The real spooky thing about this whole affair, however, is that I was near the old mill stream on that fateful night in '75. I was only two years old, this was before any of my younger siblings were born, and my parents, with me in tow, were on their way to the strength and endurance carnival contests being staged in Indiana, and they’d decided to stop in that sad sullen section of Iowa to visit my mother's aunt Mabel, a matron of the family who although blessed with a variety of skills involving the culinary arts and jet propulsion technology, had never earned a dollar nor contributed in any way shape or form to the gross national index beyond her stock and bond portfolio, which was managed by a young stalwart of the time's wall street elite named Brockward Nelson. My great-aunt wrote many a paper theorizing on the relations between inertia and heat and their connection with various pie recipes, and is considered a veritable genius slash godmother in the now burgeoning underground internet community specializing in food related physical theory, but that is neither here nor there.

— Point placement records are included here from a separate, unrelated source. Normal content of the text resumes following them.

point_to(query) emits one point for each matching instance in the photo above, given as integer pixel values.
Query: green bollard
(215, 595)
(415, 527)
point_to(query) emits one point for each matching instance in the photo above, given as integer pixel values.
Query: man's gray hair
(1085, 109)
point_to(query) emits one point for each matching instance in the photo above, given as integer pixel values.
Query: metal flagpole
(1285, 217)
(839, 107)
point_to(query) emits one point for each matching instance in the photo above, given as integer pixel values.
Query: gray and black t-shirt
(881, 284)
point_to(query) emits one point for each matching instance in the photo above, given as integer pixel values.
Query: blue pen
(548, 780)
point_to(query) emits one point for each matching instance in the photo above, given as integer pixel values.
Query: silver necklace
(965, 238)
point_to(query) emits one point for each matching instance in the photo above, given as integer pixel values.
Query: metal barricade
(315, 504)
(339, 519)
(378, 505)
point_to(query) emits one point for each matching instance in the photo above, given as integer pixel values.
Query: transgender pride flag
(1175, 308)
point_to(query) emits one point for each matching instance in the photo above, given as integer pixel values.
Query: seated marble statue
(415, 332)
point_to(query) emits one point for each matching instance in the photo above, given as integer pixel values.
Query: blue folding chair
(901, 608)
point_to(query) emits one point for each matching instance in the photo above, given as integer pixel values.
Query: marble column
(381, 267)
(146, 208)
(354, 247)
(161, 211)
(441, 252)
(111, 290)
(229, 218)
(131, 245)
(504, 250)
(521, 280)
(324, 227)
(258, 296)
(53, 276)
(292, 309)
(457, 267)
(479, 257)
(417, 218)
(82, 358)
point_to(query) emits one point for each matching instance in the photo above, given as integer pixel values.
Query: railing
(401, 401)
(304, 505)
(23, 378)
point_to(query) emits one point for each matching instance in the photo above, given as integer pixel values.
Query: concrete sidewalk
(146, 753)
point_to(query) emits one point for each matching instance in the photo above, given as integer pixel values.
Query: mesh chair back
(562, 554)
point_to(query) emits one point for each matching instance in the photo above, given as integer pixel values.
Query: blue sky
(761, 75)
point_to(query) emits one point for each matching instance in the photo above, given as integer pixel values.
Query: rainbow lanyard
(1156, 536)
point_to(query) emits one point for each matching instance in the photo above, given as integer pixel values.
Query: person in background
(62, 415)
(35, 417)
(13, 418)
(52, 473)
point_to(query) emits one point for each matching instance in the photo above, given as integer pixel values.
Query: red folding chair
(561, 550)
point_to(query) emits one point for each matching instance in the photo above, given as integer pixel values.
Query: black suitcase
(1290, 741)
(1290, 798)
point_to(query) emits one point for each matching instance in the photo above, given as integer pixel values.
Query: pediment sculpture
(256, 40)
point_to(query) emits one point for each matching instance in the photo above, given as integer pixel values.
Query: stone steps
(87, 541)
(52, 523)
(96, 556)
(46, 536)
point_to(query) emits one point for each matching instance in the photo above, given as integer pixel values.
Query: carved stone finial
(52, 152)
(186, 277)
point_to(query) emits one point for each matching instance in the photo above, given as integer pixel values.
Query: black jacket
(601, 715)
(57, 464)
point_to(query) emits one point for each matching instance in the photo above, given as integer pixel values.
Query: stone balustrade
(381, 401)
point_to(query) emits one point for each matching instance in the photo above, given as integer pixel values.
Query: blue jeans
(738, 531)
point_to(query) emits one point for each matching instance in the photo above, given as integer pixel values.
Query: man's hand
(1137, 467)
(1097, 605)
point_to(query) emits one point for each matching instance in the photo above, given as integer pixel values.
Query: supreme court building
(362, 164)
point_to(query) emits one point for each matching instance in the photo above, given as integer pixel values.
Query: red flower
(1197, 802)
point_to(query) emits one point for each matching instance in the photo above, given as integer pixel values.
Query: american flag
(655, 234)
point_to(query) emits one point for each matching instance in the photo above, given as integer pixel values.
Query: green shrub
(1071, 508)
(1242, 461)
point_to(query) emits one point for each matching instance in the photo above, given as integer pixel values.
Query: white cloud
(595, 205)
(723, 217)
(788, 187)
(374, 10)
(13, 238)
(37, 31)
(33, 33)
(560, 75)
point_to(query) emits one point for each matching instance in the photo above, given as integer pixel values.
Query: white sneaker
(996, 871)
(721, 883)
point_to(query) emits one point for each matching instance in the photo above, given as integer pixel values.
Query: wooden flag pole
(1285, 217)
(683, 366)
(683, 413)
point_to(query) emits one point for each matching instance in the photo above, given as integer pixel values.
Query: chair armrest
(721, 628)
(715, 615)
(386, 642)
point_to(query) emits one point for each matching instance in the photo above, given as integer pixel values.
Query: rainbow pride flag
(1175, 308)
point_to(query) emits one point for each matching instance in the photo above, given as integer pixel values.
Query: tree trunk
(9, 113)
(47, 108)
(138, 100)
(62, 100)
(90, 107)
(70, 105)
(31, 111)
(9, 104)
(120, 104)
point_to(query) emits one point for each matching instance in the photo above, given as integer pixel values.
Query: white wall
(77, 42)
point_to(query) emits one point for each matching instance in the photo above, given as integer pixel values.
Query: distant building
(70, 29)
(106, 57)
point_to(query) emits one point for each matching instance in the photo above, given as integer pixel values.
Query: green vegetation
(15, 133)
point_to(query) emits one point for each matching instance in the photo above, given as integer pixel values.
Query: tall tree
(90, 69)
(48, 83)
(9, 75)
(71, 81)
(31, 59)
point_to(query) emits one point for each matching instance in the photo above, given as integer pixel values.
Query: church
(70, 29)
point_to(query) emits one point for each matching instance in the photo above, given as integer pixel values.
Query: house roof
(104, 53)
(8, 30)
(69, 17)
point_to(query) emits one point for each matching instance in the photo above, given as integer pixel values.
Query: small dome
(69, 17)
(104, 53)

I would spend a lot of timing rummaging through the file, cross checking info on the internet, calling up old contacts who may have knowledge of the specifics of possibly related events past and present, as well as the ever famous whole nine yards, but I am in something of a quandary in that Charles in Charge is on, and, well, you know, priorities. Even more disturbing, I have this bad feeling that by the time I am torn away from the insipid hijinx of Scott Baio and Nicole Eggert, among other thespian luminaries, I will have forgotten all about this potentially troublesome issue, which bodes not well for those concerned with plotline resolution.